Title: Poems on the Underground
Author: Gerard Benson, Judith Chernaik and Cicely Herbert
Type: Poetry
Page Count/Review Word Count: 272
Rating: 8/10
If you’ve spent any time in London then you probably already know about the project that this book was born from. As you travel around on the tube, you see a number of different posters that contain poems on them, from old classics to contemporary pieces by unknown or up-and-coming poets.
This book, then, collects some of the best pieces that were featured over the years, and whilst the book itself is a little bit outdated, the kind of poetry that it features is the kind of stuff that never ages.

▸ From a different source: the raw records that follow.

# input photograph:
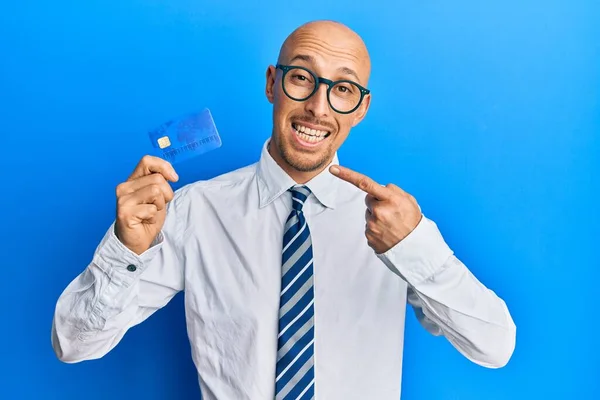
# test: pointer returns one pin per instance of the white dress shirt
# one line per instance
(221, 244)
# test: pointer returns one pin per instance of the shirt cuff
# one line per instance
(419, 255)
(122, 265)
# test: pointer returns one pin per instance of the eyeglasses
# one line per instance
(299, 83)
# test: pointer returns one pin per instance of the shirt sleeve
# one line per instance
(449, 300)
(117, 290)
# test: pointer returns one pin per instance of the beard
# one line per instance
(303, 162)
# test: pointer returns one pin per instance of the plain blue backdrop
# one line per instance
(487, 112)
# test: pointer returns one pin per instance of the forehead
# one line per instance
(330, 52)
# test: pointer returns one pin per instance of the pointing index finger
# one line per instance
(361, 181)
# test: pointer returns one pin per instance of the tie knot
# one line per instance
(299, 196)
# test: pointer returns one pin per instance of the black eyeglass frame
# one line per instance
(318, 81)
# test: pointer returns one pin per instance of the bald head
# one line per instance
(326, 42)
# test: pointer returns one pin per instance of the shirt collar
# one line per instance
(273, 181)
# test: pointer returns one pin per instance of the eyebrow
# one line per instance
(311, 59)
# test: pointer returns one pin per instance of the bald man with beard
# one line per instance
(296, 270)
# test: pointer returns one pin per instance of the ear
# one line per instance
(360, 114)
(270, 84)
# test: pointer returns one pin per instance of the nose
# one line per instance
(317, 105)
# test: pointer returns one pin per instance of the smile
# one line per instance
(308, 135)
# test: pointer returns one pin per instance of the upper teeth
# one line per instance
(308, 131)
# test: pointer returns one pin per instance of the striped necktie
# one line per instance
(295, 343)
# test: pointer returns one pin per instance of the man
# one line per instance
(296, 271)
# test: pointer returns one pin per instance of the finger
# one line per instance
(151, 164)
(370, 202)
(145, 212)
(129, 187)
(361, 181)
(147, 195)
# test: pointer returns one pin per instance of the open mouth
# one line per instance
(308, 135)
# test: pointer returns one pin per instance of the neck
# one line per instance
(300, 177)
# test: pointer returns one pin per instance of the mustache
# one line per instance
(314, 121)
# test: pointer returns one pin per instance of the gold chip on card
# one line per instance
(164, 142)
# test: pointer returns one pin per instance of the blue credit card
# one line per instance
(185, 137)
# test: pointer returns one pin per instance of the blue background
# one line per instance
(487, 112)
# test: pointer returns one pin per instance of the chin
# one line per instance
(304, 156)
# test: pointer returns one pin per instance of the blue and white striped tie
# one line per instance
(295, 344)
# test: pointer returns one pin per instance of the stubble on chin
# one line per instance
(301, 162)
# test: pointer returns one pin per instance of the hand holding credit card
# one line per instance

In fact, I’d go so far as to say that this collection is culturally significant, more so than most anthologies that you’ll find on the market. And then there’s the fact that the poems here span all sorts of subjects and genres, as well as several hundred years of work. I loved it.
In some ways, it was like being back at school, because the book introduces you to the work of a whole heap of notable poets – like Shakespeare, Shelley, Seamus Heaney and Maya Angelou – that you might not come across otherwise. But it doesn’t have the residual boredom of a lesson that you don’t want to be in, and the fact that each of the poems are short means that it’s easy to pick it up, read a couple and put it back down.
I even earmarked a couple of the poems for me to memorise, so it must be good.